A CBRE analysis of U.S. consumer spending and demographic patterns suggests significant changes for food-and-beverage operators and the real estate they occupy.
Experts predict a greater push for convenient, prepared foods, a growing millennial influence, and the emergence of inner-ring suburbs as the industry’s hottest market.
CBRE’s new report, the first in its multipart Food In Demand series, examines the near-term outlook for the U.S. restaurant and grocery industries and potential implications for retail real estate. Those industries will undergo rapid evolution due to demographic shifts, economic factors and automation.
“The food-and-beverage category claims nearly 25 percent of retail sales in the U.S., and few other sectors have expanded their presence in shopping centers as quickly as restaurants and grocery stores,” said Melina Cordero, CBRE Global Head of Retail Research.
“But this sector is just as susceptible as others to sweeping demographic changes, which we’ll see influence real estate through formats such as grocery-restaurant combinations, more kitchen-only outlets and delivery services.”
Much densification is occurring in inner-ring suburbs. In turn, restaurants, bars and grocery stores are ideal anchors for mixed-use complexes developed in these neighborhoods, serving as gathering points for residents and employees alike.
Due to their location, these inner-ring suburbs get the dual benefit of higher food-and-beverage spend by suburban households. Few first-ring suburbs have the higher lease-rates typical of urban cores.

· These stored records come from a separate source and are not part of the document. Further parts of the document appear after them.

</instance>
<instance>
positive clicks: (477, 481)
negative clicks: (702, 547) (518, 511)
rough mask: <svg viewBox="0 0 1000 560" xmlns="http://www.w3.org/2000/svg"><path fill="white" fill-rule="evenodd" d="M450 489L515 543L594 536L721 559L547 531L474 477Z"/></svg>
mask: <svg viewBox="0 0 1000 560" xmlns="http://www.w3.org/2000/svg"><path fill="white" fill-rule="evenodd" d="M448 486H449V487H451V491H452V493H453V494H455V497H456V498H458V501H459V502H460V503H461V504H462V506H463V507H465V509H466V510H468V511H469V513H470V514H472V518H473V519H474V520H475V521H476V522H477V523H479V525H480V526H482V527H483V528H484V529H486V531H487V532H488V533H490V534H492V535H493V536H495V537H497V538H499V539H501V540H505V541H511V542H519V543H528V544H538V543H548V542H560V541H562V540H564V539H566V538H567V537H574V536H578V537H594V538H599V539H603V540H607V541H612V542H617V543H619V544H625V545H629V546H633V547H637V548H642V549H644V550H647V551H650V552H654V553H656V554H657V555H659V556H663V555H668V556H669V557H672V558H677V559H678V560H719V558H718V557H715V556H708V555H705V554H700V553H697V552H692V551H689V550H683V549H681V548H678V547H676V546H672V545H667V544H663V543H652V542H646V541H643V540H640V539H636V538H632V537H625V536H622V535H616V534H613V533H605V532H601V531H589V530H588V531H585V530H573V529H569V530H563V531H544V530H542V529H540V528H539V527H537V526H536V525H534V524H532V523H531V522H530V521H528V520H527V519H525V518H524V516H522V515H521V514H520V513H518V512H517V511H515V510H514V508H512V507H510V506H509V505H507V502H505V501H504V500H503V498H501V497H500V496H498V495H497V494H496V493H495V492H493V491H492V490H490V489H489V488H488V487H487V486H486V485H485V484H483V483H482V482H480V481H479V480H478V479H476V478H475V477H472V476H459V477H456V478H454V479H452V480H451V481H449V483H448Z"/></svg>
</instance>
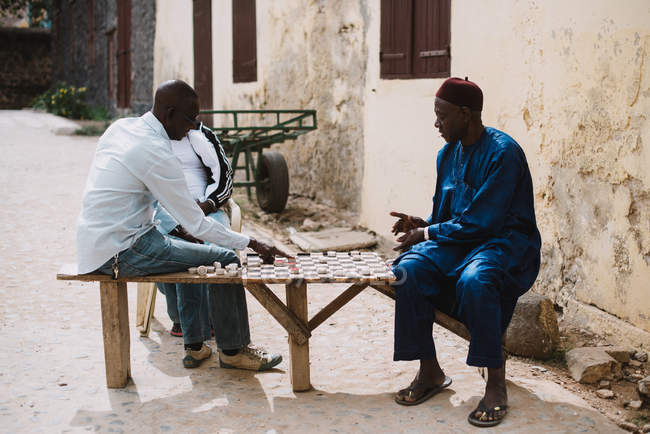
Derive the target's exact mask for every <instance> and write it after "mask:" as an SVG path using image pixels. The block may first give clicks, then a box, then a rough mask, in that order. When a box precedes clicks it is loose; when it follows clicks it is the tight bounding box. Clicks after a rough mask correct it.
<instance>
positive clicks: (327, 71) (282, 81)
mask: <svg viewBox="0 0 650 434" xmlns="http://www.w3.org/2000/svg"><path fill="white" fill-rule="evenodd" d="M379 4H380V0H365V1H362V2H345V1H342V0H338V1H337V0H332V1H323V0H320V1H316V0H314V1H310V2H302V3H301V4H300V7H298V6H297V5H296V4H295V3H293V2H290V1H288V0H283V1H274V2H266V1H263V2H262V1H260V2H258V3H257V44H258V80H257V82H255V83H244V84H233V82H232V10H231V2H230V1H228V0H213V64H214V73H213V79H214V97H215V98H214V101H215V103H214V105H215V107H220V108H229V109H237V108H242V109H243V108H264V107H266V108H297V107H300V108H315V109H317V110H318V117H319V129H318V131H316V132H313V133H310V134H308V135H306V136H304V137H303V138H300V139H299V140H298V141H297V142H295V143H289V144H283V145H281V146H280V150H281V151H282V152H283V154H284V155H285V156H286V157H287V160H288V163H289V166H290V172H291V181H292V191H293V192H296V193H302V194H306V195H309V196H313V197H316V198H317V199H320V200H324V201H329V202H330V203H332V204H333V205H335V206H338V207H343V208H349V209H353V210H356V209H358V210H360V212H361V223H362V224H365V225H366V226H368V227H369V228H370V229H373V230H375V231H377V232H378V233H380V234H382V235H386V236H390V226H391V223H392V221H393V219H392V218H390V217H389V216H388V212H390V211H391V210H403V211H407V212H410V213H414V214H418V215H421V216H426V215H428V213H429V212H430V208H431V202H430V200H431V195H432V194H433V189H434V182H435V155H436V153H437V151H438V150H439V149H440V147H441V146H442V145H443V143H442V140H441V139H440V138H439V137H438V133H437V132H436V131H435V130H434V128H433V122H434V119H433V99H434V94H435V92H436V90H437V88H438V86H439V85H440V83H441V82H442V80H433V79H431V80H380V79H379V62H378V52H379V24H380V23H379V16H380V14H379V12H380V10H379ZM190 5H191V2H189V0H183V1H182V2H181V1H178V2H173V3H171V2H158V10H157V17H158V19H157V27H156V29H157V32H156V34H157V37H156V61H155V62H156V66H157V67H156V74H155V79H154V81H155V83H156V84H157V83H160V81H162V80H163V79H167V78H173V77H180V78H184V79H186V80H187V81H189V82H190V83H191V82H192V75H193V72H192V50H191V47H192V36H191V34H192V33H191V30H189V29H191V21H192V20H191V7H190ZM649 9H650V4H649V3H648V2H647V1H645V0H629V1H627V2H625V6H624V7H622V6H621V5H619V4H617V3H613V2H610V1H608V0H594V1H591V0H589V1H588V0H581V1H575V2H566V1H560V0H548V1H544V2H541V1H535V0H528V1H524V0H521V1H519V0H512V1H511V2H508V3H507V7H506V5H504V3H503V2H501V1H497V0H485V1H482V2H461V1H453V2H452V26H451V34H452V39H451V41H452V42H451V46H452V63H451V65H452V71H451V72H452V75H455V76H465V75H467V76H469V77H471V79H473V80H474V81H476V82H477V83H479V85H480V86H481V87H482V88H483V90H484V93H485V101H486V102H485V110H484V121H485V123H486V125H491V126H495V127H497V128H500V129H503V130H505V131H507V132H508V133H510V134H511V135H512V136H513V137H514V138H515V139H516V140H517V141H518V142H519V143H520V144H521V145H522V147H523V148H524V150H525V152H526V154H527V156H528V160H529V165H530V168H531V172H532V174H533V179H534V183H535V195H536V197H535V199H536V207H537V216H538V220H539V226H540V230H541V232H542V237H543V241H544V245H543V256H542V262H543V263H542V270H541V273H540V277H539V279H538V281H537V283H536V290H537V291H538V292H541V293H544V294H547V295H549V296H551V297H552V298H553V299H554V300H555V301H556V302H557V303H558V304H560V305H561V306H569V305H570V304H571V303H572V304H571V306H573V307H571V309H572V310H571V311H574V310H575V305H576V303H575V301H577V302H579V303H582V305H593V306H595V307H597V308H598V309H601V310H602V311H603V312H608V313H610V314H612V315H614V316H616V317H618V318H621V319H623V320H625V321H627V322H628V323H630V324H634V325H635V326H637V327H639V328H642V329H644V330H646V331H650V314H649V313H648V312H650V286H649V285H648V282H649V281H650V174H649V172H648V170H647V167H648V166H649V165H650V148H649V146H650V145H649V143H650V125H649V123H648V121H647V116H648V113H650V81H649V77H650V70H649V69H650V66H649V65H650V60H648V59H647V56H648V54H647V51H648V49H649V48H650V24H648V23H650V10H649ZM163 30H164V38H165V39H164V40H163V38H162V37H161V34H163ZM360 185H361V191H359V186H360Z"/></svg>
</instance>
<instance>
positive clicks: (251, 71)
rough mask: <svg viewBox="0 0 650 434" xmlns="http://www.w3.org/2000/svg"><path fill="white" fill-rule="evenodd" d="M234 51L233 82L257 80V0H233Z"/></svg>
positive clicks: (232, 62) (233, 27) (232, 73)
mask: <svg viewBox="0 0 650 434" xmlns="http://www.w3.org/2000/svg"><path fill="white" fill-rule="evenodd" d="M232 51H233V57H232V66H233V68H232V70H233V73H232V76H233V77H232V78H233V82H235V83H242V82H249V81H257V27H256V24H255V0H233V1H232Z"/></svg>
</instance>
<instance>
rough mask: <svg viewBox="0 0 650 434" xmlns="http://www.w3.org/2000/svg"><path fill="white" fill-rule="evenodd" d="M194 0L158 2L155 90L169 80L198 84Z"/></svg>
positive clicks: (155, 60) (153, 82) (175, 0)
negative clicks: (195, 82)
mask: <svg viewBox="0 0 650 434" xmlns="http://www.w3.org/2000/svg"><path fill="white" fill-rule="evenodd" d="M192 28H193V24H192V0H173V1H166V0H163V1H160V0H158V1H157V2H156V31H155V34H156V39H155V42H154V72H153V89H152V94H153V91H155V89H156V88H157V87H158V86H159V85H160V83H162V82H164V81H166V80H172V79H178V80H184V81H186V82H187V83H189V84H191V85H194V51H193V50H194V48H193V47H194V39H193V38H194V34H193V33H192Z"/></svg>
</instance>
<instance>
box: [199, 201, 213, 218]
mask: <svg viewBox="0 0 650 434" xmlns="http://www.w3.org/2000/svg"><path fill="white" fill-rule="evenodd" d="M213 203H214V202H210V201H209V200H206V201H205V202H201V201H200V200H198V199H197V200H196V204H197V205H198V206H199V208H201V211H203V214H205V215H209V214H212V213H213V212H216V211H217V210H216V209H215V207H214V205H213Z"/></svg>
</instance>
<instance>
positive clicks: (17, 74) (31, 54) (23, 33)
mask: <svg viewBox="0 0 650 434" xmlns="http://www.w3.org/2000/svg"><path fill="white" fill-rule="evenodd" d="M51 47H52V35H51V33H50V31H49V30H46V29H28V28H14V27H0V109H19V108H23V107H28V106H30V105H31V104H32V100H33V99H34V98H35V97H36V96H38V95H40V94H41V93H43V92H45V91H46V90H47V88H48V87H49V86H50V84H51V81H52V56H51V54H50V53H51Z"/></svg>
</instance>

The percentage of single-person U.S. households rose to 28 percent last year from 17 percent in 1969, with growth across most age groups, according to Commerce Department data. That, coupled with a rise in dual-income households, means people have less time to prepare, cook and clean up meals.
Among the real-estate implications of this shift are added momentum for convenient F&B formats like fast-casual and fast-food restaurants, and inclusion of bars and restaurants in grocery stores to offer made-to-order, higher-margin fare. Some restaurants are adding kitchen-only locations catering solely to delivery and carryout customers.
The food-and-beverage category’s share of total U.S. retail sales has grown to 24.3 percent in the past 10 years from 22.7 percent in the eight years prior to the recession, according to Commerce Department data. Meanwhile, the category sees lower e-commerce penetration than most others.
Those factors have resulted in restaurants, bars and grocery stores claiming an expanding share of retail real estate. According to the International Council of Shopping Centers, the food-and-beverage category, U.S. mall square footage dedicated to restaurants – excluding food courts – increased by 18 percent since 2007 to 43 million sq. ft.
Millennials dine out more than other generations, but they’re thrifty diners. Currently, Baby Boomers collectively spend the most on food and beverage, and Gen Xers spend the most on a per-household basis.
However, millennials’ wealth constraints will ease over the next decade as they pare their debt and their income grows, resulting in millennials spending more on food and beverage, sometimes in volume and sometimes in price. Boomers, meanwhile, are likely to spend less as they progress in retirement.
These shifts underscore the need for retailers and retail-center owners to analyze and understand their customer base, often through location-analytics technology, so they can tailor their menus and store locations accordingly.
“We see consumer preferences influencing many facets of retail real estate, including store location;; store design to accommodate delivery pickup or prepackaged meals; and different store layouts to incorporate automated ordering and self service,” said David Orkin, an Executive Vice President leading CBRE’s Restaurant practice in the Americas.